Но Галя не шевельнулась даже, хотела Панько в лицо заглянуть, а он не давал. Красивым парнем был Панько, брови черные срослись у переносицы пушком. Как два крыла. Чуб глянцевый выложен волной на лбу.
— На кого угодно думала, только не на тебя. Ты ж меня утешал, обещал найти, хто нашкодив.
— Ну да, ты ж ревела как. На земле валялась, забыла? Мне тебя жалко стало, — Панько мотнул головой, и чуб блеснул матово, как патефонная пластинка.
— Слушай, — спросил с интересом и заглянул ей в глаза ясными карими очами своими. — Скажи, а Лохвица большая? Можно за день пройти?
— Не знаю, не ходила.
— Погоди, — Панько заволновался, — ты что… и в Лохвице плакала из-за ланки своей? Пла-ка-ла, — протянул насмешливо, — ну и дуреха! Значит, наврала, что дома высокие видела и кино смотрела. Наврала.
— Наврала, — согласилась Галя и попросила тихо, глупая, будто ничего не решено было, будто зря Колька за часами бегал, — Панько, отпусти меня.
— Ни, — Панько снова мотнул головой, — я ж тоби лучше роблю. Культуру узнаешь, страну красивую увидишь. Я вот даже в Лохвице не был, а тут в Германию пойидэм. Не помирать же в мазанке навозной, я страны хочу всякие посмотреть. Пишлы.
— Ты что, Панько, — задыхаясь спросил Колька и, упав на колени, рванулся вперед, вцепился в зефировую рубашку полицая, — ты что ж, гад такой.

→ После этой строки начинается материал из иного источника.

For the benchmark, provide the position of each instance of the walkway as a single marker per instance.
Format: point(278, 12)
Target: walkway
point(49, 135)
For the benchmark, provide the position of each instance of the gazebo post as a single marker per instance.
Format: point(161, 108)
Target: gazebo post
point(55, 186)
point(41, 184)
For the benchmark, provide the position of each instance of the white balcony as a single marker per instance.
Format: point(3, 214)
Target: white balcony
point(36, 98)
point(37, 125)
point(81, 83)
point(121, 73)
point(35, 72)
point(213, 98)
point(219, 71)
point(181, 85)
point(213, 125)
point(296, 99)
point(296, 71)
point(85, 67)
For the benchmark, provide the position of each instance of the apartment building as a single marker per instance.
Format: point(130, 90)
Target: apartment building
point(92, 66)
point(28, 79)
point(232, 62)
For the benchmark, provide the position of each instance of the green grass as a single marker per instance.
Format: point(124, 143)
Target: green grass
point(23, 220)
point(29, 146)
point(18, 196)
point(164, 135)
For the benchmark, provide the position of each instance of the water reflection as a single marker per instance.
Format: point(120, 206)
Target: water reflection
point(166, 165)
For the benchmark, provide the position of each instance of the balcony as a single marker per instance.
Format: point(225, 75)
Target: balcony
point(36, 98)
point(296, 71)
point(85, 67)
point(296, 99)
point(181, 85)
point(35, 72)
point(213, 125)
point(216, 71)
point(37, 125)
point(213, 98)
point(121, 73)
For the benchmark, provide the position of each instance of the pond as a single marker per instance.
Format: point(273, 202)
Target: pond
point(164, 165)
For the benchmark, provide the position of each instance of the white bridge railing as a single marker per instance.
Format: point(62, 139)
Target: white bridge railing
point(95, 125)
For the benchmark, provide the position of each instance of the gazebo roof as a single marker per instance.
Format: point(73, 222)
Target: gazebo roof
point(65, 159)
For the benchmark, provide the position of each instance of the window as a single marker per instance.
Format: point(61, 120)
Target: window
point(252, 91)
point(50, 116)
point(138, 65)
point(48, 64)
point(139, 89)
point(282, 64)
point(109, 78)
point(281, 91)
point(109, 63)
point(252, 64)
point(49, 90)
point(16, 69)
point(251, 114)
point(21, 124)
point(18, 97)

Панько пхнул сапогом в живот, опрокинул на землю.
— Отчепись, байстрюк!
Боли не почувствовал, вскочил, рванулся, отметив странным спокойным расчетом, что не успеет рука, потянувшаяся к кобуре, вытащить оружие. Но предупредила Галина, оттолкнула плечом сильно, и, растерявшегося, в шею, к кукурузе.
— Бежи до матери, пускай поисть принэсэ и одиться, я ж боса.
Колька увернулся, схватил мерзлый ком земли.
— Не пойду, пускай отпустит, раз часы взял.
— Да не отпустит он, — устало сказала Галина, заправляя под платок выбившуюся прядь. — Не отпустит. Бежи, хлопчик, бежи скорийш, бо змерзла дуже.
Поджала как птица маленькую загорелую ногу с черной, испачканной мазутом — догадался: бежала по шпалам — ступней.
— Возьми меня, Панько, — крикнул, плача от жалости к босым ее ногам, — возьми вместо нее.
— На кой… ты мне нужен, — грязно выругался Панько, поднявшись с земли, — кошеня паршивое, еще лезет, защитник нашелся, сорочку порвал, гедота, — бормотал, возясь пальцами под ватником, разглядывая ущерб.
Никто лучше Кольки не умел подшибить камнем из темноты лампочку над входом в будку киномеханика. Месть за то, что не разрешал без билета кино смотреть. А ведь не мешали никому, места не занимали, сидели на полу перед самым экраном. Никто из рогатки не попадал в летящую ворону, а Колька попадал.
Но тут промахнулся, с десяти шагов промахнулся, и все равно до конца, как задумал. Подскочил сбоку, но та секунда, что на злобу за промах свой потратил, та секунда изменила все. Галину судьбу изменила, его судьбу. Черное блестящее мелькнуло перед глазами, какой-то хруст, страшный крик Галины, и стал падать, кружась, переворачиваясь в черное бездонное. До сих пор падает ночами.
Очнулся через месяц. Не было Галины, не было Панько, не было немцев. И свои уже ушли вперед, оставив красный флаг над сельсоветом, банки со странной волокнистой, перемешанной крупитчатым безвкусным салом, тушенкой, головки обернутого в синюю бумагу сахара. Оставив председателем разоренного войной колхоза вернувшегося одноруким Егора Бондаренко. Оставив карточки, которые раз в неделю ходила отоваривать в станционный буфет мать. Жили у Овчаренчихи. Колька не сразу признал в тихой темнолицей старухе прежнюю статную, крикливую Овчаренчиху. Уговаривал мать уйти в свой дом. Мать сердилась:
— Все ж таки повредился ты: как бросим в таком горе, она ж нас приняла.
Не мог сказать, что мучительно, невыносимо смотреть в слезящиеся, все о чем-то вопрошающие глаза старухи. Не мог сказать, что, выйдя на занесенный снегом двор, опускает голову, глядит под ноги, чтобы там, за голым садом, за пустынным белым квадратом поля не увидеть зачеркнувшей его жизнь черной линии шлакового забора нефтебазы.